LIMA — Ohio’s agriculture industry continues to grow, preliminary data from the 2012 Census of Agriculture by the United States Department of Agriculture shows.
Ohio’s increase in the market value of crops and livestock sold is outpacing the nation, and the number of acres in farm production increased, the new numbers show.
Farmers and producers are working harder than ever to provide a safe, wholesome and abundant food supply, Ohio Agriculture Director David T. Daniels said.
“These are good things for Ohio. The state continues to grow in agriculture. We are and always will be a strong agricultural state,” Daniels said. “Ohio provides opportunity all along the food industry spectrum, and I’m looking forward to that continuing.”
The Census of Agriculture is a complete count, taken every five years by the USDA’s National Agricultural Statistics Service, of America’s farms and ranches and the people who operate them. More information on the Census of Agriculture, including a copy of the preliminary results, can be viewed at www.agcensus.usda.gov. A final version of the report is scheduled to be released in May.
While market value numbers increased 32.78 percent nationally, the value of Ohio crops and livestock increased 42.28 percent. This is primarily due to a sharp increase in crop values, which increased in Ohio by 60.54 percent but only 47.85 percent nationally. Ohio is ranked 13th nationally with a total value of crop and livestock sales just over $10 billion in 2012.
While the number of farms decreased both in Ohio and in the nation, Ohio performed better than much of the country. From 2007 to 2012, Ohio lost 0.5 percent of its farms while farms nationally decreased by 4.3 percent. Ohio now ranks seventh for the number of farms in the nation with 75,462.
Also, at a time when farm acres are disappearing nationally, Ohio gained land in agricultural production.
The nation lost about 7.5 million acres of farmland since the 2007 census. In Ohio, the numbers of acres in agricultural production in Ohio increased slightly, from 13.95 million acres to 13.96 million acres.
“One of the most important takeaways to remember about the Census of Agriculture is that the information is used for decision-making by producers, as well as all those who serve farmers and rural communities – federal, state and local governments, agribusinesses, trade associations and many others,” said USDA State Statistician Cheryl Turner. “When we look at the data for our state, we can all use it as a snapshot in time to see how Ohio agriculture is changing over time and how we compare to the rest of the country.”
Agriculture, Ohio Department of Natural Resources and Ohio Environmental Protection Agency are working together on farming regulations to help address toxic algae blooms in places such as Grand Lake St.

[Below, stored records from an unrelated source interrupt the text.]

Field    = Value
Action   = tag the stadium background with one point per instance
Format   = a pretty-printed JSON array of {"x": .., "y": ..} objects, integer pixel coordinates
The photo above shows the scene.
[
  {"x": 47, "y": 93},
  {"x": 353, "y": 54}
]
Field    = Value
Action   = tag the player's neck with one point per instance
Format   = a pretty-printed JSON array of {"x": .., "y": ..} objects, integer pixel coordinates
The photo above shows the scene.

Marys. The state has worked hard to cooperate among agencies and also work with farmers to make sure those regulations are not too onerous for farmers, Daniels said.

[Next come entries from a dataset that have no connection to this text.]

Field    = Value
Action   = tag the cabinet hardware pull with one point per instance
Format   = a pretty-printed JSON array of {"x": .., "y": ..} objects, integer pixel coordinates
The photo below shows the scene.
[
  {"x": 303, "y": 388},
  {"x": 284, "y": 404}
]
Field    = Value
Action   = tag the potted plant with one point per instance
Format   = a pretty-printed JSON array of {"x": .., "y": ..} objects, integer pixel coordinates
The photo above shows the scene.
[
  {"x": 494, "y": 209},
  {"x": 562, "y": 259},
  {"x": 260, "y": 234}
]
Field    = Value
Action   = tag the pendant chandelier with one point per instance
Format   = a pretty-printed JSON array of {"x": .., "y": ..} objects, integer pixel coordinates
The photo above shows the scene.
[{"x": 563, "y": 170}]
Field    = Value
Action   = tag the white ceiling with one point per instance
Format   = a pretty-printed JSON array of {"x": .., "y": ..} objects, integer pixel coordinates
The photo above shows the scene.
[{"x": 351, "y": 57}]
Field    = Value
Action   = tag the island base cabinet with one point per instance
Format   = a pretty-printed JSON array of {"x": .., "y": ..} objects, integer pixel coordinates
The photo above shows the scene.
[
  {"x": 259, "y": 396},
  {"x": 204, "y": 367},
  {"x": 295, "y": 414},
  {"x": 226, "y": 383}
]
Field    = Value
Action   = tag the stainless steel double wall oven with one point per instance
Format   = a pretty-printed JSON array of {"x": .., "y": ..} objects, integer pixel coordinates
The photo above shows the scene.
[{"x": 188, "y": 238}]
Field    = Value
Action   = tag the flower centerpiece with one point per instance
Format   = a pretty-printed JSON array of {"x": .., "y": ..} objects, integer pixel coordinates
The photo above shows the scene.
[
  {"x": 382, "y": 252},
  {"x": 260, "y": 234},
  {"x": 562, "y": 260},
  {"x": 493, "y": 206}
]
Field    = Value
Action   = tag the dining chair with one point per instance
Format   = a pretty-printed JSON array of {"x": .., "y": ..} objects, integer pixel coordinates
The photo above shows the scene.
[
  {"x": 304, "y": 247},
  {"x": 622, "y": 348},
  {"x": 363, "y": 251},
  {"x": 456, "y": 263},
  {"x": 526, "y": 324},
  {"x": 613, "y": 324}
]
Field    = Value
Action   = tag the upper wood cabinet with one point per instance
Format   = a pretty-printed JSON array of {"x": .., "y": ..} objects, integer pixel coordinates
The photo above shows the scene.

“The governor was clear when we started working on this, we all have our responsibility and agriculture is doing its best to step up and make sure our part is being done,” Daniels said.
Ohio has booming agribusiness and food processing economies, boasting food companies such as Bob Evans, Dannon, Nestle and Kroger with headquarters and major facilities in the state.

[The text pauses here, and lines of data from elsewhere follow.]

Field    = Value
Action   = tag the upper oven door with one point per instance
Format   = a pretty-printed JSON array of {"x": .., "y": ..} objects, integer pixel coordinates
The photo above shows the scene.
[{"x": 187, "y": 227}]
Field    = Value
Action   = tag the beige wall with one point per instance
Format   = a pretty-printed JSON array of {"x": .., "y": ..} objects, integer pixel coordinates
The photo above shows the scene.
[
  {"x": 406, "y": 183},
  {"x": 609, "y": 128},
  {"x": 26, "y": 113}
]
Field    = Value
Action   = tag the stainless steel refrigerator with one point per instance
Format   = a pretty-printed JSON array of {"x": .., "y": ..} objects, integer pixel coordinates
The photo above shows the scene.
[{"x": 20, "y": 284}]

“It’s connected, as those companies are bringing in products grown and raised on farms here,” Daniels said. “I’m so proud of the food processing industry here. The census numbers show we have more than 110,000 people employed in the industry. It’s a big bonus for the state.”
And, Ohio continues to promote niche foods and markets with its Ohio Proud label.
“We have amazing choices in the state, and more than 500 companies carry the Ohio Proud brand,” Daniels said. “We know that consumers are looking for locally grown, locally raised options, and we can help them find those products.”